『弁論家の教育』の限界
出典: フリー百科事典『ウィキペディア(Wikipedia)』 (2022/05/13 04:22 UTC 版)
「クインティリアヌス」の記事における「『弁論家の教育』の限界」の解説
『弁論家の教育』にはこれまでいくつかの限界が指摘されてきた。その中には、あまりにも修辞学の修養に陥っているという指摘がある。クインティリアヌスの地位と職業ゆえに、外側から修辞学を見ることができなかったのである。したがって、クインティリアヌスがその価値についていくつかの疑いを思ってみることは難しかったのだろう。クインティリアヌスの道徳的に良い人間としての弁論家の概念もそれを表している—— クインティリアヌスにとっての修辞学はそれ自身の中に本質的に善であったのだ。それはさらに、クインティリアヌスの哲学観にも反映している。クインティリアヌスは「修辞学をすべての教育の基礎と考え、哲学はその優位性への挑戦だと見ていた」。 クインティリアヌスのもう一つの限界は、必然的に彼自身が自己の教育的伝統の犠牲者であることである。

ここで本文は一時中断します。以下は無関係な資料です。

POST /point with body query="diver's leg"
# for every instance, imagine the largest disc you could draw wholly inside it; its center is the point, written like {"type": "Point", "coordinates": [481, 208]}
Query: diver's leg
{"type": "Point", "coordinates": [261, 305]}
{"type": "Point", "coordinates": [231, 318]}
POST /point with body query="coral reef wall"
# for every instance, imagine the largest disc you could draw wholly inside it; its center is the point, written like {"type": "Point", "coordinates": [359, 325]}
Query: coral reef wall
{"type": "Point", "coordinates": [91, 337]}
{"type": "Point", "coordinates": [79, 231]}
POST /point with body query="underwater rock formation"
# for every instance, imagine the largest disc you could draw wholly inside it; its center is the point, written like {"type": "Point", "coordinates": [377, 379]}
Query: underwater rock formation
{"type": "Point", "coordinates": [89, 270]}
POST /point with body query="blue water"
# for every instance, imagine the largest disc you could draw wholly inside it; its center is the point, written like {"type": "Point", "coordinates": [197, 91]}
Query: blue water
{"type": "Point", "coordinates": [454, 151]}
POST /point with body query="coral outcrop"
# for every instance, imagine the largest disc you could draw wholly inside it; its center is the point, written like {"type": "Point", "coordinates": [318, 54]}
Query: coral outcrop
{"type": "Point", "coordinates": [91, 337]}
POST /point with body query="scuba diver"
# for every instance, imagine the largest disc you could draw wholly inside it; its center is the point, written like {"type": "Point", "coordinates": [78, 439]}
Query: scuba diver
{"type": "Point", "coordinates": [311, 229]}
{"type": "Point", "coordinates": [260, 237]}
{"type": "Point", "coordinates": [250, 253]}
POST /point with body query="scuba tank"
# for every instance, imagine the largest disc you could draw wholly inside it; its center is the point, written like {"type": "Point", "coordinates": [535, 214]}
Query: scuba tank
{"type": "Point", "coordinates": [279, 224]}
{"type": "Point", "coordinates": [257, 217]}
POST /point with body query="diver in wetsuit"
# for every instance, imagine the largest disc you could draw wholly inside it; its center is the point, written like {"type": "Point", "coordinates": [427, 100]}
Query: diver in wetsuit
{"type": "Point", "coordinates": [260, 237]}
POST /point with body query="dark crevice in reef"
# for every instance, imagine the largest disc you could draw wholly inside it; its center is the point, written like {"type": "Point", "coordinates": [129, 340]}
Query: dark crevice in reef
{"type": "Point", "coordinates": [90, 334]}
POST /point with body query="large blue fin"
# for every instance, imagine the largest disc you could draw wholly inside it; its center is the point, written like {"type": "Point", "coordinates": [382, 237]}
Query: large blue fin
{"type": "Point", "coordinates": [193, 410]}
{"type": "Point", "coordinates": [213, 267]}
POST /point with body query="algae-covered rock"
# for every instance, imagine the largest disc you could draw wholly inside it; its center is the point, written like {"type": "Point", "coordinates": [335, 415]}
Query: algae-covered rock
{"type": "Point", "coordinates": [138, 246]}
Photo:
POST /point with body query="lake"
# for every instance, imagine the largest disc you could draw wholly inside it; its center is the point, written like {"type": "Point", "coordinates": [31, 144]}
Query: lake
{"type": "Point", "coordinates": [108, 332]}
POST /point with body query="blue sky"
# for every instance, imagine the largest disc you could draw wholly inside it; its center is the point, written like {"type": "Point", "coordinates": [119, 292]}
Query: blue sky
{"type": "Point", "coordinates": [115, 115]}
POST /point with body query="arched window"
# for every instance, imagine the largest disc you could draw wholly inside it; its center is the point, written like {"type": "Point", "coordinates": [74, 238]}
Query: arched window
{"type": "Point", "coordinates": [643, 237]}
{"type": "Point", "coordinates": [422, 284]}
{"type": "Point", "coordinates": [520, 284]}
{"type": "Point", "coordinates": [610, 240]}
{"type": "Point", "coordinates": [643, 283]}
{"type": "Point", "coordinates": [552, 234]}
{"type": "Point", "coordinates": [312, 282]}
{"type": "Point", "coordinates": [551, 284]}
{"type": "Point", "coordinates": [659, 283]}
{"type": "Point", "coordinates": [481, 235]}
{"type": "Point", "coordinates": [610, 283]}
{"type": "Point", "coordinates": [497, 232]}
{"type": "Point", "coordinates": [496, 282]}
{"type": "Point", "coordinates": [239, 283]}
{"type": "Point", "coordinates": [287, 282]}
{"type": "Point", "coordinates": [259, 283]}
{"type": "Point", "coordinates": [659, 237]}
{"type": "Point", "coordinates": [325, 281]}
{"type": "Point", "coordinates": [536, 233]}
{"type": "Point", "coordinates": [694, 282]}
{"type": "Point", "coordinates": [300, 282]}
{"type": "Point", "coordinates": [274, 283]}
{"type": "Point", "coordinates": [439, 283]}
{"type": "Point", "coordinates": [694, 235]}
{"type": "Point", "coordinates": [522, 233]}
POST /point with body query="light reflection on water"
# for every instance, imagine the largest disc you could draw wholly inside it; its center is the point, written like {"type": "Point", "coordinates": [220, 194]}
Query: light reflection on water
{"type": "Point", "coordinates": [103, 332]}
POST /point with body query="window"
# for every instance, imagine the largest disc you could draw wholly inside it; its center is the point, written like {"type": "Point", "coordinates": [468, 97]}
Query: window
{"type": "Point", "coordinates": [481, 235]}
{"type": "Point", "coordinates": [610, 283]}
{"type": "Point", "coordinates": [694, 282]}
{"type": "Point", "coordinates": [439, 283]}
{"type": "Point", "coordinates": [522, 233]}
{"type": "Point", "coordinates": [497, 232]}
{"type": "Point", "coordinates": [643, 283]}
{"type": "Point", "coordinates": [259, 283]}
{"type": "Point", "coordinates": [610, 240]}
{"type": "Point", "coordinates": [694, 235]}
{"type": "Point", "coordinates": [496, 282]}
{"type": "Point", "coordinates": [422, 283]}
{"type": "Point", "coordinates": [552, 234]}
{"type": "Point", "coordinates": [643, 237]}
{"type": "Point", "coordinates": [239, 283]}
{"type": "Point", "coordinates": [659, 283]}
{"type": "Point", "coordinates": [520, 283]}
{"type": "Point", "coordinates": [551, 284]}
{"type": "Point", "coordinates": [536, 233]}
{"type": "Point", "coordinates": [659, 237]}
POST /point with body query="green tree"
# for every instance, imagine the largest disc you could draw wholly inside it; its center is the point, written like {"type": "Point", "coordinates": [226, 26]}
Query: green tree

先述したように、クインティリアヌスは美辞麗句だらけの極度に修辞的な言葉の時代に生きた。その中でクインティリアヌスは、自然な言語を好み、また、言葉が教えられるやり方の中にある程度の単純さを投げこもうと試みたものの、流行には逆らえず、時代の不自然な言語を受け入れることを余儀なくされた。 最後に、ある人たちは、クインティリアヌスの理想とする弁論家の概念に疑問を持っている。『弁論家の教育』の中で指示される教育は、これまで存在しなかったし、おそらくこれからも現れないであろう人物を作ることを目論んでいた。クインティリアヌスはキケロの時代からの変化にわざと気付いていないように見える。もし居場所がどこにもないのなら、この完璧な弁論家は何のために作られるのであろうかというのである。